Tuesday, June 21, 2011

Impacts of Isolated Conveyance on Delta Agriculture: Update

I have been too busy to follow much of anything for a few days, but a concern has been raised to me that the $200 million agriculture loss from isolated conveyance reported in the post below and a newspaper article is an exagerration because it reflects a heavy pumping scenario, not what is actually proposed in the current BDCP.  This is a good point, and I agree that a "would" should have been a "could" or presented as a range and I take responsibility for that slip.  It will be corrected in presentations later this week, similar to what is written below. 

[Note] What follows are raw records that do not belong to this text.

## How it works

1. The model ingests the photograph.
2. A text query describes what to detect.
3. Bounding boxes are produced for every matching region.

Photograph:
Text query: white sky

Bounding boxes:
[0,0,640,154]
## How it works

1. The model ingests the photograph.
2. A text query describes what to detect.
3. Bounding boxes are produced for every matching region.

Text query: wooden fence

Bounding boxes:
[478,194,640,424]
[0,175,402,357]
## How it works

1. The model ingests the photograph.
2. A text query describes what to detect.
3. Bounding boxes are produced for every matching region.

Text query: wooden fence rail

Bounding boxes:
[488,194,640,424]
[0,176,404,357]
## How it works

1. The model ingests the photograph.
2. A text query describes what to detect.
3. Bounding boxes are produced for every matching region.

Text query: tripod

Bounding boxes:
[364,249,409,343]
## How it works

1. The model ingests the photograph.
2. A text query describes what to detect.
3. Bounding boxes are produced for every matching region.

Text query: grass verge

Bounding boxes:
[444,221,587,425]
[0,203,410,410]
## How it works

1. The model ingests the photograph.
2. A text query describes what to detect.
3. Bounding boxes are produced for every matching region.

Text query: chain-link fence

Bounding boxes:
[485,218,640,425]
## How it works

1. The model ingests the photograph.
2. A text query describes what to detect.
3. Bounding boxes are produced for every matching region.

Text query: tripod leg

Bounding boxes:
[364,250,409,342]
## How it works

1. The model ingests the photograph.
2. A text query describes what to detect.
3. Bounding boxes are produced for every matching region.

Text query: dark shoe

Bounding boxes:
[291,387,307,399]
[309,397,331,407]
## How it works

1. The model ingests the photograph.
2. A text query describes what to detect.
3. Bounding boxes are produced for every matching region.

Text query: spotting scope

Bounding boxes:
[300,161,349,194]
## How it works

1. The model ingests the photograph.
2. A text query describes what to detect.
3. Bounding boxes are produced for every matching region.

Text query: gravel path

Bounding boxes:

If forced to use a single number, I am using an estimated impact of agricultural revenue losses of $50 million.  How is it supported?  The models that have been developed for the report estimate annual losses ranging from $27m under current south Delta salinity standards (0.7 EC) to $64m under proposed  (1.0 EC) salinity standards currently under consideration by the SWRCB (I note that these numbers are revised modeling results with lower numbers than I was provided to include in the 1st draft).  In addition, the footprint of the tunnel conveyance is 8,000 acres which will be primarily farmland in a zone that currently averages $2,075 per acre.  Assuming some of it takes out non-farmland, a reasonable estimate is another $8m to $16m from the footprint.  That gives you a reasonable estimate of revenue losses of isolated conveyance to Delta agriculture (assuming it is operated as proposed in the draft BDCP) of $35m to $80m.  Thus, I am comfortable using $50m as a discussion number, and have rewritten the summary of this results as:

"If operated as proposed in the draft BDCP, isolated conveyance would decrease Delta agricultural production by about $50 million, and would have a negative impact on tourism development and the rural quality of life.  If a large isolated conveyance were operated to maximize water supplies, south Delta salinity could triple and agricultural production losses could increase to $200 million.  The higher scenario illustrates the risk of a large capacity conveyance to the Delta since there will be financial and political pressure to increase exports to high levels."

I also emphasize that it is a draft, results continue to be refined, but that the impacts are in fact very consistent with those Prof. Howitt estimated in 2007; $70m loss, up to $200m in high scenarios. Not much difference in this number, but the adjectives we use and our overall view of the situation is very different.

I don't intend to post every little update and revision to this report as it progresses through drafts, but felt this clarification was needed now given a concern that has been raised.

Update:  There was a typo in the original post, the upper level of salinity loss is $64m but was originally reported as $54m.